Eye MedSigLIP Linear Probe

Summary

This repository provides an eye (conjunctiva) anemia classifier built on a frozen MedSigLIP vision encoder with a lightweight linear probe (logistic regression converted to a torch linear head). The model outputs a triage score and a binary prediction (Anemia vs Non-Anemia).

This work follows Google’s recommended data‑efficient workflow: freeze the vision encoder, extract embeddings, and train a lightweight linear classifier on top. The linear probe is trained with scikit‑learn LogisticRegression using the saga solver (data‑efficient and scalable), then converted into a torch linear head for deployment. The training code also handles image decoding failures (Pillow -> OpenCV fallback), optional preprocessing toggles, and supports threshold calibration for high‑recall deployment.

Model Artifacts

The repository includes the full deployable bundle:

  • artifacts/vision_model/ (MedSigLIP vision encoder weights + config)
  • artifacts/linear_head.pt (linear probe head)
  • artifacts/scaler.joblib (mean/std for embedding standardization)
  • artifacts/config.json (threshold + preprocessing flags)
  • artifacts/optimized/ (color constancy utilities)

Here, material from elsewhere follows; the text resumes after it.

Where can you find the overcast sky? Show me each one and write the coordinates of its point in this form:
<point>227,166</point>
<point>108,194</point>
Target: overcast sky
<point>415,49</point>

Default deployment threshold (from artifacts/config.json): 0.31.

Dataset (Counts Only)

Primary dataset folder used in this project:

  • Dataset/dataset anemia/ with class folders Anemia and Non-Anemia.

Full Cleaned Dataset (Image-Level)

  • Train: 686 images (Anemia: 280, Non-Anemia: 406)
  • Test: 172 images (Anemia: 82, Non-Anemia: 90)
  • Image decoding: train opencv_rescued 157, test opencv_rescued 30

Full-Dataset Linear Probe (Latest Run)

  • Train/Val/Test counts: 9283 / 1160 / 1162
  • Class balance:
    • Train: Anemia 4730, Non-Anemia 4553
    • Val: Anemia 591, Non-Anemia 569
    • Test: Anemia 592, Non-Anemia 570

Segmented-Only Optimized Split (CP-AnemiC + segmented)

  • Train/Val/Test: 800 / 100 / 100
  • Class balance:
    • Train: Anemia 400, Non-Anemia 400
    • Val: Anemia 50, Non-Anemia 50
    • Test: Anemia 50, Non-Anemia 50

Preprocessing

  • Resize to 448x448 using letterbox padding (no stretching) unless stated otherwise.
  • RGB conversion and normalization to [-1, 1].
  • OpenCV fallback for decoding certain PNGs.

Training Code Notes

  • Embedding extraction: frozen MedSigLIP vision encoder (no fine‑tuning).
  • Classifier: scikit‑learn LogisticRegression with solver=\"saga\".
  • Standardization: embedding mean/std saved to scaler.joblib.
  • Deployment conversion: learned coefficients are converted to a torch Linear head and saved as linear_head.pt.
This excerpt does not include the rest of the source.